Emeklilik sigortalarında durum nedir?
- Bence istikbal artık emeklilik sigortasında. Yakında burada büyük patlama olması gerekiyor. Sağlık sektöründe yaşanan sıkıntı emeklilikte de var. Yüksek ücretli biri, neredeyse maaşının 20'de birine yakın maaşıyla emekli oluyor. Batıda bunu yoketmek için özel emeklilik fonları devrede.
Hayat dışı sigortada bazı sorunlar yaşanıyor sanırım.
- Yıllardır yapılan yanlışlık hálá sürüyor. Sigorta şirketi aracılara poliçeyi hazırlıyor. Bazen de aracı poliçeyi sigorta şirketinin koşullarında kendisi düzenliyor ve poliçe sahibine sunuyor. Poliçe sahibi bu bedeli acenteye geçiyor, acente de sigorta şirketine aktarıyor. Kağıt üstünda güzel, ama poliçe sahibinden bedeli almak için acenta vaktini ve gücünü harcıyor, şirket de acenteden bu parayı toplamak için zaman ve güç harcıyor. Bu da sigorta şirketinin poliçe sahibine verilecek hizmeti aksatıyor ve geciktiriyor.
Ne yapmak lazım?
- Şu anda sağlık sigortalarında poliçe sahibi primini direk sigorta şirketine ödüyor. Prim ödemesinde normalin üzerinde gecikme olursa hizmet hemen duruyor. Aracı sadece hakettiği komisyonu şirketten alıyor tahsilata karışmıyor. Sistem burada güzel işliyor. O zaman bu sistem niye hayat dışında da denenmesin? Acentalar tahsilatı poliçe sahibiyle arasındaki pazarlamanın parçası olarak görüyor ama bu olay artık çözümlenmeli. Örneğin bizim şu anda 6-7 trilyon lira alacağımız var. Bu paranın hiç olmazsa yarısı kasada olsa hasarları daha hızlı öderiz.

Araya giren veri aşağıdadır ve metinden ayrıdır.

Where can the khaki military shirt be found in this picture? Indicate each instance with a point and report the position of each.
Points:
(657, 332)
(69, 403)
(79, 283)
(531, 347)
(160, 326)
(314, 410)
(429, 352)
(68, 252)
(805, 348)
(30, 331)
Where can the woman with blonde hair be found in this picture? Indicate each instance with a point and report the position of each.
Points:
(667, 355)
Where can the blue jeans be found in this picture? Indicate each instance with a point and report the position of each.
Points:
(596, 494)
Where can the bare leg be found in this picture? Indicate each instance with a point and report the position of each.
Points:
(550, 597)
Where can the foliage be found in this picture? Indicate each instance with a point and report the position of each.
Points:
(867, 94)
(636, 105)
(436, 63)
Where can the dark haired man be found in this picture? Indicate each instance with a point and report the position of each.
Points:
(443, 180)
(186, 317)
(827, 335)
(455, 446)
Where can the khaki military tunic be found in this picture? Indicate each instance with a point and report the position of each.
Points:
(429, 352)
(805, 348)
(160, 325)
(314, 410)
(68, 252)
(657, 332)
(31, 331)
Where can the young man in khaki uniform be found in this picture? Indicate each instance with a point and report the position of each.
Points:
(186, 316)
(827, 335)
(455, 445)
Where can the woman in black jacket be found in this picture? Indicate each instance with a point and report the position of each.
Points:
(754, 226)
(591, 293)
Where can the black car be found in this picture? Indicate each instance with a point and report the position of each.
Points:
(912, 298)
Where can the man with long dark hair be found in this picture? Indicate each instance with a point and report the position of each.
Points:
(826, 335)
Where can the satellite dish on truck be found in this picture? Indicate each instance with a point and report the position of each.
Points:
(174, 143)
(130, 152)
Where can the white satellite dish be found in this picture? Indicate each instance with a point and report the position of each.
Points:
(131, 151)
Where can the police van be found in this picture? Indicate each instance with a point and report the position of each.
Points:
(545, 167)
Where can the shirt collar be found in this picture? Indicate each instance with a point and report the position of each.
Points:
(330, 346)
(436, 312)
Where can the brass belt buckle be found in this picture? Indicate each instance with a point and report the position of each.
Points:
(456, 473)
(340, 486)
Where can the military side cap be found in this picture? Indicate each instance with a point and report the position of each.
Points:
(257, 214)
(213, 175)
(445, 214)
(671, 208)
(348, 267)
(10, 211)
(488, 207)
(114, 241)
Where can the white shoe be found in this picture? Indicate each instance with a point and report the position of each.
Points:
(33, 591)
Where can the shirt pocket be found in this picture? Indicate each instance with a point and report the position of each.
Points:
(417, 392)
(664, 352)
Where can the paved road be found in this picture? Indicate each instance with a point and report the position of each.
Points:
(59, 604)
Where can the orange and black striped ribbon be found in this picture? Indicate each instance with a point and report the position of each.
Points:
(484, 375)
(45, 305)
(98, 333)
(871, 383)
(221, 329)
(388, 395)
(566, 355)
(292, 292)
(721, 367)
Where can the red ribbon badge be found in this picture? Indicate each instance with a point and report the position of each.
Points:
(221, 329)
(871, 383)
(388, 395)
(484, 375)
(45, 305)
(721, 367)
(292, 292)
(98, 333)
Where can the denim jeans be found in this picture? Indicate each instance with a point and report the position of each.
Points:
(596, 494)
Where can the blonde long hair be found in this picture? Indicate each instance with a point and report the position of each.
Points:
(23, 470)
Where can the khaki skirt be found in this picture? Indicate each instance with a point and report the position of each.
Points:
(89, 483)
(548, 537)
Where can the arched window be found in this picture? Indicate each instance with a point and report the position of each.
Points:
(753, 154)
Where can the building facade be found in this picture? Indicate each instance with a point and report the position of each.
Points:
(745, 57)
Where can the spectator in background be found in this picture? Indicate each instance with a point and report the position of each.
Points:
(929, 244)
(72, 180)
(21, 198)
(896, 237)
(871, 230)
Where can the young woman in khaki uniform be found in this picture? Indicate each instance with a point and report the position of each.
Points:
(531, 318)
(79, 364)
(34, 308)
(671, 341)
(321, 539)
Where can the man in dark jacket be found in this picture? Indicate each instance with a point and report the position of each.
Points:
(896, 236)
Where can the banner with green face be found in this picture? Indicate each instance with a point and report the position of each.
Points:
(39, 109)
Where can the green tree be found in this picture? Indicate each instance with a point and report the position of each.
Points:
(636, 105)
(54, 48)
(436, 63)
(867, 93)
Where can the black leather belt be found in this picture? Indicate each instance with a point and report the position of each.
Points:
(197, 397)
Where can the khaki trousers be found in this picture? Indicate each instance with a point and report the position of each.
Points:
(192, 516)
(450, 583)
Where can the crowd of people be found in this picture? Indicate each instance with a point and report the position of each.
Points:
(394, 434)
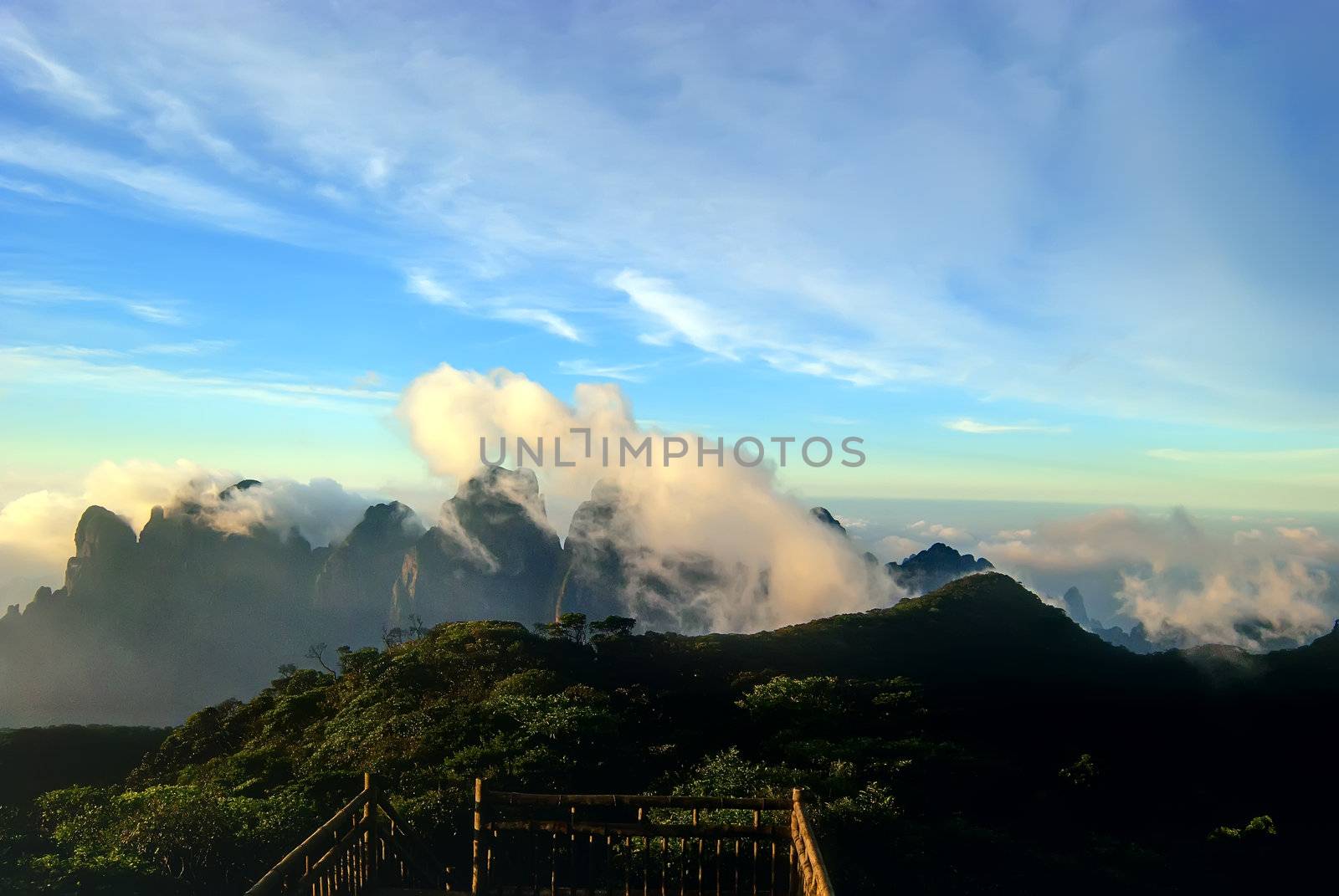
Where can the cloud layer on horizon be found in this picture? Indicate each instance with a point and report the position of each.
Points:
(870, 194)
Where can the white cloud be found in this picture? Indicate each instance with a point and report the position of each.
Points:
(939, 530)
(425, 287)
(584, 367)
(544, 319)
(1183, 581)
(966, 425)
(58, 365)
(896, 548)
(33, 69)
(37, 530)
(776, 564)
(46, 294)
(160, 187)
(1213, 457)
(984, 221)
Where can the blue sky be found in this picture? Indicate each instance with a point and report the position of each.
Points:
(1030, 252)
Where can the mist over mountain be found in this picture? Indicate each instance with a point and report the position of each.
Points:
(209, 597)
(218, 588)
(935, 566)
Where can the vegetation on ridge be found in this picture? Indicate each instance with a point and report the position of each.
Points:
(968, 741)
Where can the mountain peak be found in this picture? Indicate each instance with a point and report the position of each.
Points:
(825, 517)
(934, 568)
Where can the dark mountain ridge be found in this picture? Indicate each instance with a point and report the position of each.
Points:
(149, 626)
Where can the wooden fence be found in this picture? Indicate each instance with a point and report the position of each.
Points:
(548, 844)
(362, 848)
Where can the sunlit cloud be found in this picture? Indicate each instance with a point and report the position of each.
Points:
(1227, 457)
(977, 428)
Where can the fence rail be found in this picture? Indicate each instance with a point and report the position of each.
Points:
(548, 844)
(363, 847)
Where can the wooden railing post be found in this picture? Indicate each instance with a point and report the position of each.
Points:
(374, 845)
(477, 856)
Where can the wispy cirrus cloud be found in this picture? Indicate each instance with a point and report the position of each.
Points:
(586, 367)
(541, 318)
(977, 428)
(428, 287)
(111, 371)
(47, 294)
(982, 220)
(1283, 456)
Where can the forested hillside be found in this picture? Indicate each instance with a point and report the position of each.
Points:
(970, 741)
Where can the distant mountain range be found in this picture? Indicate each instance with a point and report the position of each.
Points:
(147, 627)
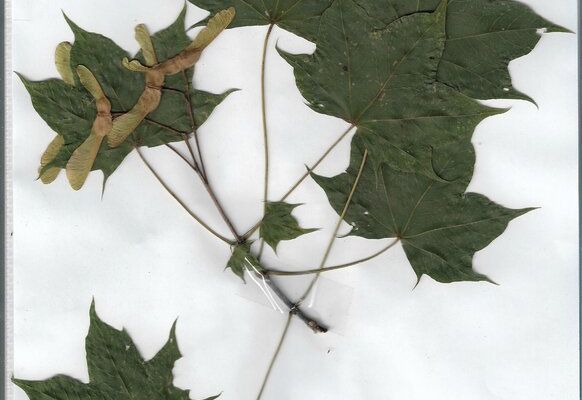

Son dönemlerde zora düşen bazı tekstilcilerin fabrikalarını yakarak sigortadan para almak istediği öne sürülüyor.
- Biz de böyle bir olayla karşılaştık. Ama yangından çok bizi rahatsız eden hırsızlıklar. Kayıtlarınızda görünen malların bir kısmını fizikman yok ederek polise beyanla rapor tutturarak hırsızlık ihbarında bulunabilirsiniz. Müşterilerimizin çoğunu iyi niyetli kabul ediyoruz. Ama bu hırsızlıkların nedense hep kayıt kapanış zamanı olan aralık ayında olması bizi rahatsız ediyor. Nedense hırsızlar aralık ayını çok seviyor. Bu yüzden kendi içimizde dört kişilik bir istihbarat grubu kurduk. Bunlar polisten veya askeriyenin istihbarat bölümünden emekli olmuş arkadaşlarımız. Altlarında arabaları ve cep telefonlarıyla süphelendikleri hasarları araştırmakla görevliler. İnanılmaz olaylar da buluyorlar.
Bir örnek verebilir misiniz?
- Büyük bir otelin bir yanından su girerken, telefonla bir acentamıza çok büyük miktarda siorta yaptıran birini yakaladık. Acentamız geçmişte bu otelle büyük işler yaptığı için güvenerek telefonla poliçeyi düzenlemiş. Aynı şekilde fabrikası yanarken sigorta poliçe bedelini yükselten bir tüccarımızı da saptadık geçmişte... Tekstilde ve deride hırsızlık olayları çok görülüyor. Bu malların güneyde daha ucuza satıldığını duyuyoruz.
ERHAN DUMANLI
Erhan Dumanlı, 1948 Adana doğumlu. Talas ve Tarsus Amerikan Kolejleri'ni bitirdikten sonra 1972'de Boğaziçi Üniversitesi'nden mezun oldu. 1973 yılında aynı üniversitede master yaptı. İş hayatına Arthur Andersen'in Londra ofisinde başladı. 1981 yılında Pamukbank'a Genel Müdür Yardımcısı olarak geçti. 1983-1984 arasında Masel A.Ş.'de Genel Müdür ve Ekim 1987'ye kadar da Akbank Genel Müdür Yardımcılığı'nda bulundu. Bu tarihten itibaren de Halk Sigorta Genel Müdürlüğü'nü yürütüyor. Dumanlı ayrıca Halk Yaşam ve Halk Reasürans'ın Yönetim Kurulu Başkan Vekili ve Murahhas Üyesi.